Find the optimal sliding door width
Perl, 190 180 154 133 128 117 bytes
includes +1 for -p
use POSIX;$m=1E4;for$q(80,100,120){($m,@z)=($p,$n,ceil$_/$n)if$m>($p=(150,200,220)[$x++]*($n=ceil$_/$q))}$_="@z $m"
Commented:
use POSIX; # for ceil()
$m = 1E4; # init min price to 10k
for $q (80,100,120) { # iterate widths
($m,@z) = ($p,$n, ceil $_/$n) # update min, output
if $m > ( #
$p = (150,200,220)[$x++] # grab price
* ( $n = ceil $_/$q ) # times nr of doors needed
)
}
$_="@z $m"
Save 11 bytes by inlining and splitting hash to two arrays
Save 5 bytes by using
-p(thanks to @dev-null)Save 18 bytes by using POSIX::ceil and 3 more by using list syntax for hash (thanks to @msh210)
JavaScript (ES6), 101 bytes
t=>[[80,150],[100,200],[120,220]].map(([w,p])=>[n=-~(~-t/w),-~(~-t/n),n*p]).sort((a,b)=>a[2]-b[2])[0]
-~(~-a/b) is the same as Math.ceil(a/b) in 31-bit integers.
PowerShell, 137 135 bytes
param($a)$j=9e9;60..120|%{if((($c=[math]::ceiling($a/$_))*($p=(220,(200,150)[$_-le80])[$_-le100]))-lt$j){$j=($k=$c)*$p;$i=$_}}
$k;$i;$j
Output is newline-separated.
We take input $a, set our cost $j to 9000000000 (a large number that's way more than we would ever need).
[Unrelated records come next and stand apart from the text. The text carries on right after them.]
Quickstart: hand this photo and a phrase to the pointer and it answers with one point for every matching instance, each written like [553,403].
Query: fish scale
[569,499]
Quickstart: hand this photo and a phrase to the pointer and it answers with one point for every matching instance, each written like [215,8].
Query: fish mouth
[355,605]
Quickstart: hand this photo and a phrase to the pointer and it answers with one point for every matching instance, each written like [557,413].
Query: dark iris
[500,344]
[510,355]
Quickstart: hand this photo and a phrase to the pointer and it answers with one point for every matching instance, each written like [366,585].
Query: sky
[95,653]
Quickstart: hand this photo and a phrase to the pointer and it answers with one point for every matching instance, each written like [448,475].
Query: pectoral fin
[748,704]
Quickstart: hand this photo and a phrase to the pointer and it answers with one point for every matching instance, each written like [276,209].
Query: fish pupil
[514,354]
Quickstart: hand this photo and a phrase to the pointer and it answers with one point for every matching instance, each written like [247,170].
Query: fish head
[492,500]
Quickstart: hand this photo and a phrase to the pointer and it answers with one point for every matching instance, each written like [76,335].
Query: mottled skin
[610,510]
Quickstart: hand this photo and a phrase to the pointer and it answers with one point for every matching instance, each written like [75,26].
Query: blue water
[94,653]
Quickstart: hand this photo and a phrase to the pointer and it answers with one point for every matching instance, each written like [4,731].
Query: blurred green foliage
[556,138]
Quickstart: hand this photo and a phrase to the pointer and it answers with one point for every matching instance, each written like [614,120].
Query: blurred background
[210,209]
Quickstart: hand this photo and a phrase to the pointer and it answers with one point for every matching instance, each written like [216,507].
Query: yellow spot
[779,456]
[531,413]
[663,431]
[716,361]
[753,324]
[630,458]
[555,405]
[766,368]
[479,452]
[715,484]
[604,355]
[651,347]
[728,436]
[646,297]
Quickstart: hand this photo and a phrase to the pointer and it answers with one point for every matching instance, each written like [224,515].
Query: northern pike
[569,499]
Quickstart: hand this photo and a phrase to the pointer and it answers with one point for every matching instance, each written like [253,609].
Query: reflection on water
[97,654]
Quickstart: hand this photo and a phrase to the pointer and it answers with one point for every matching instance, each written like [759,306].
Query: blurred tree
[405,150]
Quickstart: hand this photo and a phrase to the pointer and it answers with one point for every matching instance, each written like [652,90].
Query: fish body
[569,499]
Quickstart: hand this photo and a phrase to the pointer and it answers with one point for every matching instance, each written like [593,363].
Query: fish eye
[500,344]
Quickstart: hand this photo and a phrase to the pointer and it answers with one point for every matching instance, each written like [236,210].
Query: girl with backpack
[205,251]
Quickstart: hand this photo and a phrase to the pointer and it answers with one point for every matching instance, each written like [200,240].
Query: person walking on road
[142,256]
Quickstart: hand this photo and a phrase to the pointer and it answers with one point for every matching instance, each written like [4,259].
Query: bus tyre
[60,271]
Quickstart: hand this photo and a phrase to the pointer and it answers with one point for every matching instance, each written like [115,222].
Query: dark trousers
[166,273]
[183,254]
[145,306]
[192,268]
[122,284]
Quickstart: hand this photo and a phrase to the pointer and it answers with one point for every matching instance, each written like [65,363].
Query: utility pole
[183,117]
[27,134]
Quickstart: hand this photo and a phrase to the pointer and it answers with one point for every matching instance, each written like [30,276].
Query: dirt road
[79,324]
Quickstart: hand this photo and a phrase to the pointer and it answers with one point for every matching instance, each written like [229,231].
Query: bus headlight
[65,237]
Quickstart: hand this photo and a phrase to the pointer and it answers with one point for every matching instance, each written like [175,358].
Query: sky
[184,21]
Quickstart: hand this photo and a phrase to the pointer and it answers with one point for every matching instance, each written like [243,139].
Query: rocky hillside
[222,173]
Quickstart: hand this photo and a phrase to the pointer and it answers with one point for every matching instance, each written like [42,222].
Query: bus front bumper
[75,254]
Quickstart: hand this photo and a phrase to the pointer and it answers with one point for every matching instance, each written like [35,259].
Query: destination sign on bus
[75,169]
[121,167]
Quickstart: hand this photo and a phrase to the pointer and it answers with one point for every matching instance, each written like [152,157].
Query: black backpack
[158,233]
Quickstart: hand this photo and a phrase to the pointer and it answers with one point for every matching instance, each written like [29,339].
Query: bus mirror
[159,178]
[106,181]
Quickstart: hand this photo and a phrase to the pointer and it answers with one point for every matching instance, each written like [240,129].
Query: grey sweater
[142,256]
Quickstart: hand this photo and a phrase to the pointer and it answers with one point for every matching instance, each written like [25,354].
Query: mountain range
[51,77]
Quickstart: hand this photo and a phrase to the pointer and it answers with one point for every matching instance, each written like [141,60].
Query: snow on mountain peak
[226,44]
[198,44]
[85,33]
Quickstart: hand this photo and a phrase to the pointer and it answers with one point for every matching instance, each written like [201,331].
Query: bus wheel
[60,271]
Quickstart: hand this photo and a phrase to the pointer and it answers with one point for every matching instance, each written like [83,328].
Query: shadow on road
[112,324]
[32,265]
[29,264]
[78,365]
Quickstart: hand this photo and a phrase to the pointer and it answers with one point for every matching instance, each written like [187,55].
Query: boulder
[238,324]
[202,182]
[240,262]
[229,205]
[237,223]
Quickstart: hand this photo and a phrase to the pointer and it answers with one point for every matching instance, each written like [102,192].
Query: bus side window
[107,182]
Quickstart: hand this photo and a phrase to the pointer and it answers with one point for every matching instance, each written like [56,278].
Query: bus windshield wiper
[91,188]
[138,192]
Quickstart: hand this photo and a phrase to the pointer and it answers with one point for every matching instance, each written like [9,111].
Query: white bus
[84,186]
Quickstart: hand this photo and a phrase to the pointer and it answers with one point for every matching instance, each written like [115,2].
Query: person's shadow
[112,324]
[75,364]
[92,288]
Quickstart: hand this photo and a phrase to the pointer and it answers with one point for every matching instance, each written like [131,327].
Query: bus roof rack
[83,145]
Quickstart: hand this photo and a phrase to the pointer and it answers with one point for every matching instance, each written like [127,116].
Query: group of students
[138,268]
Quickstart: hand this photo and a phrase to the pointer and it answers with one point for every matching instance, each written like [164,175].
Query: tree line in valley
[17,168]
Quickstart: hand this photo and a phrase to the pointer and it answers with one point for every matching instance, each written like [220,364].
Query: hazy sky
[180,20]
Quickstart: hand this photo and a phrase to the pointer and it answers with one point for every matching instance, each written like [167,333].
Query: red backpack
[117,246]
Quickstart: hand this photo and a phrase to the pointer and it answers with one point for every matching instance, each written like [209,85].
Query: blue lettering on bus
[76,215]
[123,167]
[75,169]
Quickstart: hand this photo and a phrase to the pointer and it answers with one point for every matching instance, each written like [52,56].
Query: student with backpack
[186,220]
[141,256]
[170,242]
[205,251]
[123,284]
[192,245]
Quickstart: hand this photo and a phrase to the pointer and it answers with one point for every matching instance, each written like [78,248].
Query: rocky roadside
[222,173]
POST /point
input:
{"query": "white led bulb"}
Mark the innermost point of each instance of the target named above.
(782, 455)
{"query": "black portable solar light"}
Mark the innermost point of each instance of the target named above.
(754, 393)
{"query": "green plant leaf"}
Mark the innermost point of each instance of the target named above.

Next, we loop from 60..120 with |%{...}. Each iteration we calculate the $p price of the current item with a pseudo-ternary statement, then calculate the $c ceiling of $a/$_. If the current total is smaller than the smallest total we've seen ($j), save all these variables: $j (the total), $k (the number of doors required), and $i (the door width), and continue the loop. Once the loop is finished, just output the best values.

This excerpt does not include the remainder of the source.